While the reasoning was similar for all three of the patent organizations, the comments released with the judgements differed in a few distinct ways:
- The UKIPO rejected the application because the naming of a machine as inventor (DABUS) does not meet the requirements of the Patent Act, stating that a person must be identified. The agency noted that AI will play an increasing role in the inventive process and the question of inventorship is worth debating for the future.
- The EPO stated that new legislation is required to give AI credit as an inventor, in which a “legal personality” would be established for the AI entity and assigned to a person.
- The USPTO decision didn’t mention any possibilities for the future of AI inventorship, but opened up discussion on the issue through a Federal Registrar Notice.

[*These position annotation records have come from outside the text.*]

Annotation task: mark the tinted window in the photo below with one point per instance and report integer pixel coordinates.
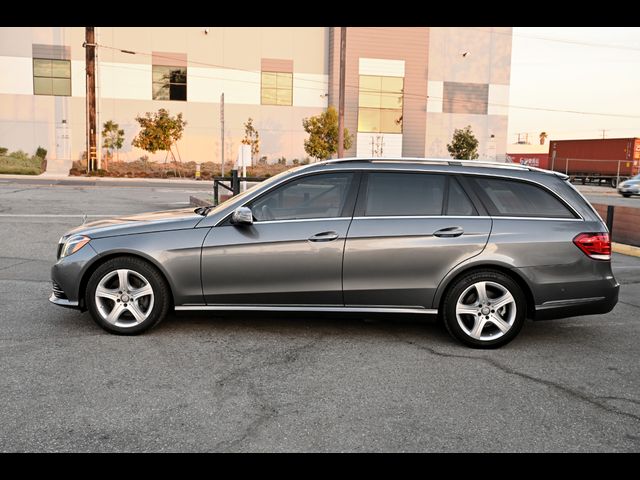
(458, 202)
(519, 199)
(404, 194)
(315, 196)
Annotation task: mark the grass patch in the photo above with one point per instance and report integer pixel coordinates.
(146, 169)
(19, 163)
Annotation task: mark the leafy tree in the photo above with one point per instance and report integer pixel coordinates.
(323, 134)
(543, 137)
(112, 136)
(464, 144)
(251, 137)
(159, 131)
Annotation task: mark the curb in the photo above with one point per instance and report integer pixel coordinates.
(625, 249)
(199, 202)
(78, 178)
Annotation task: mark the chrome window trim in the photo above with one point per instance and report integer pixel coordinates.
(555, 219)
(309, 308)
(373, 168)
(383, 217)
(290, 220)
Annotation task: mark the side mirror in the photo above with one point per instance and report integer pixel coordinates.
(242, 216)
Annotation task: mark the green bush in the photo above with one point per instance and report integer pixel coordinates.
(21, 163)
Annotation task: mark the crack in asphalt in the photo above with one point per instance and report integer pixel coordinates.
(267, 411)
(508, 370)
(622, 399)
(630, 304)
(16, 264)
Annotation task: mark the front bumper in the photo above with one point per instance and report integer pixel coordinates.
(66, 276)
(63, 302)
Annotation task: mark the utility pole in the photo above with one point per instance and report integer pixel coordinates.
(343, 54)
(90, 51)
(222, 135)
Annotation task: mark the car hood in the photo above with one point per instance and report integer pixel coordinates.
(142, 223)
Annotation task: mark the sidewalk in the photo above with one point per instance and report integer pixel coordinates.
(56, 178)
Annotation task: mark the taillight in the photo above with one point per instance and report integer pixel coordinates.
(595, 245)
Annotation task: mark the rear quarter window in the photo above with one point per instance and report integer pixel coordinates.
(512, 198)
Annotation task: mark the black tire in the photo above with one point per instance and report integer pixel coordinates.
(497, 280)
(160, 290)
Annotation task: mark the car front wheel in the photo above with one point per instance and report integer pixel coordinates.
(127, 296)
(484, 309)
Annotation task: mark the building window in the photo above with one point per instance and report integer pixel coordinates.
(380, 104)
(465, 98)
(51, 77)
(277, 88)
(169, 83)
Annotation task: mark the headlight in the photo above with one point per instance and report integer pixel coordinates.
(73, 244)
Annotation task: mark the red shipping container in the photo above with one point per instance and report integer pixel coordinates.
(604, 158)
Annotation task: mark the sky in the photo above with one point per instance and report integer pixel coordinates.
(586, 69)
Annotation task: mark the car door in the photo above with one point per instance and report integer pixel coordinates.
(292, 253)
(408, 231)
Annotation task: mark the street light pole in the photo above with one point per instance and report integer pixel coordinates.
(90, 58)
(343, 54)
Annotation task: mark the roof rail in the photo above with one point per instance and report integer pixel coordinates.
(434, 161)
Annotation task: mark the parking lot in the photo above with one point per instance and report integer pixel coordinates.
(290, 382)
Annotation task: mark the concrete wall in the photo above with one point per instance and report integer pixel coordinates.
(408, 44)
(229, 60)
(226, 59)
(479, 56)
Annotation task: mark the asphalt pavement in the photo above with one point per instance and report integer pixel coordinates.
(290, 382)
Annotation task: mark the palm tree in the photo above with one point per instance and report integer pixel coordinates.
(543, 137)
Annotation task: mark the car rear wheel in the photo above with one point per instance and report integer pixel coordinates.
(484, 309)
(127, 296)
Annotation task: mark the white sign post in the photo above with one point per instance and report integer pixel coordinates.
(244, 159)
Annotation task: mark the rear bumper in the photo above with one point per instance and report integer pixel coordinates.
(579, 306)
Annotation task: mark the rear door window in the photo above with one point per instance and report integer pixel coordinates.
(513, 198)
(458, 202)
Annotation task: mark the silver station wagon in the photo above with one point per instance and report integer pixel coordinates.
(481, 245)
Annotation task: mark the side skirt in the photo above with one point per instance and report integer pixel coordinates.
(308, 308)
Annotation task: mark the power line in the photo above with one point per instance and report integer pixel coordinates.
(561, 40)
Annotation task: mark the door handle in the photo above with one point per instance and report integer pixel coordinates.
(324, 237)
(449, 232)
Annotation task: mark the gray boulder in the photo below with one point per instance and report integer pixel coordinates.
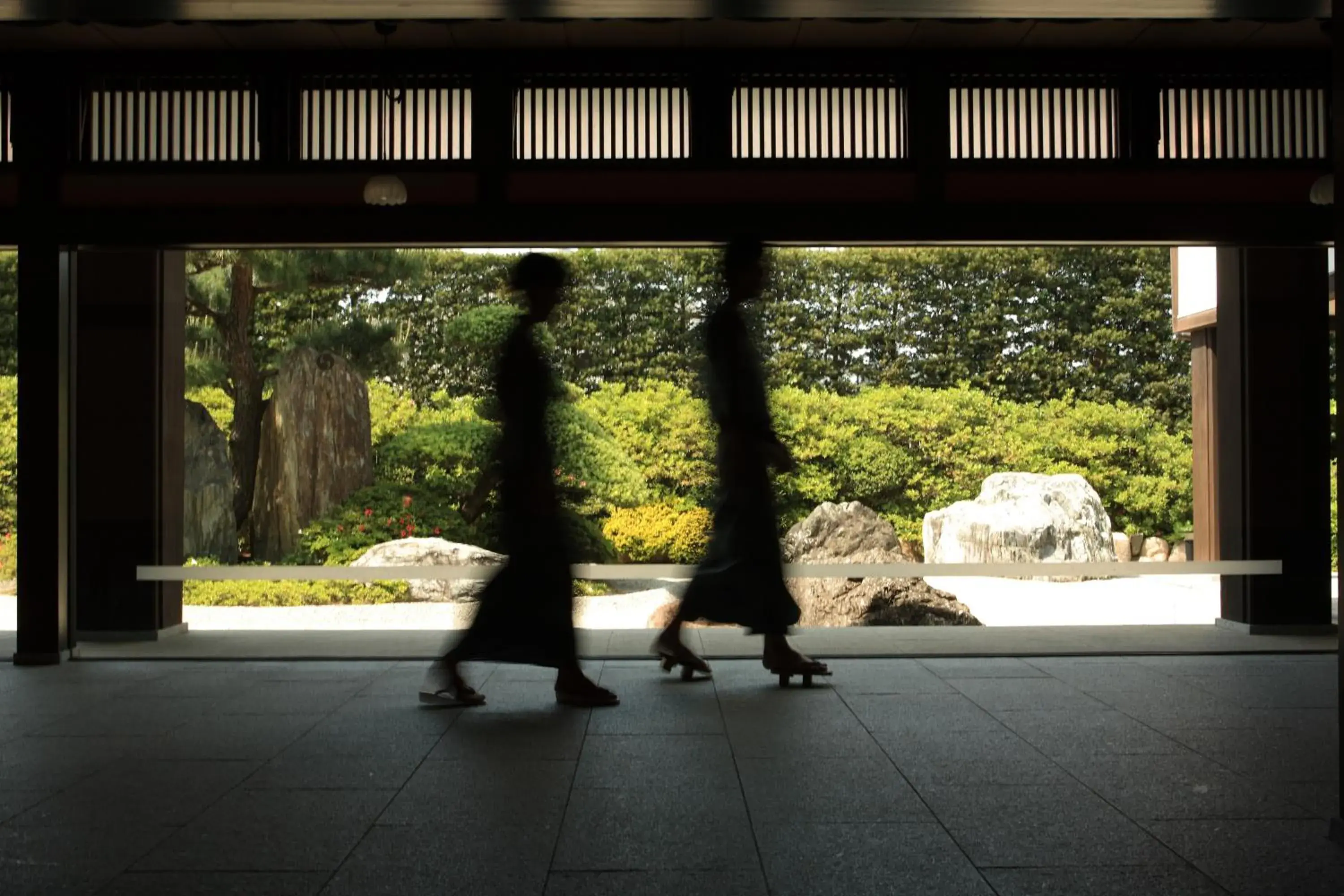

Yet the use of AI in making discoveries is nothing new. Creative output from computing started in the 1980s, according to a paper published by the Boston Law Review written by Ryan Abbott. Many patents are already granted to inventions made by computers but still use a person’s name as the inventor. Abbott thinks that by allowing computing technology to take credit for new technologies in patents and other IP, more effort will go into creating inventive computing and those new entities will be able to solve some of the most challenging problems of science.
Whether or not creative computing gains the right to be listed as a patent applicant, the growth of AI technologies continues to expand. Our fastest growing technologies report issued in January 2020 shows that patent applications for AI have grown by a compound growth rate of 42% from 2014–2019. AI will clearly play an increasing role in future inventions, whether it can legally be listed as an inventor on a patent application or not.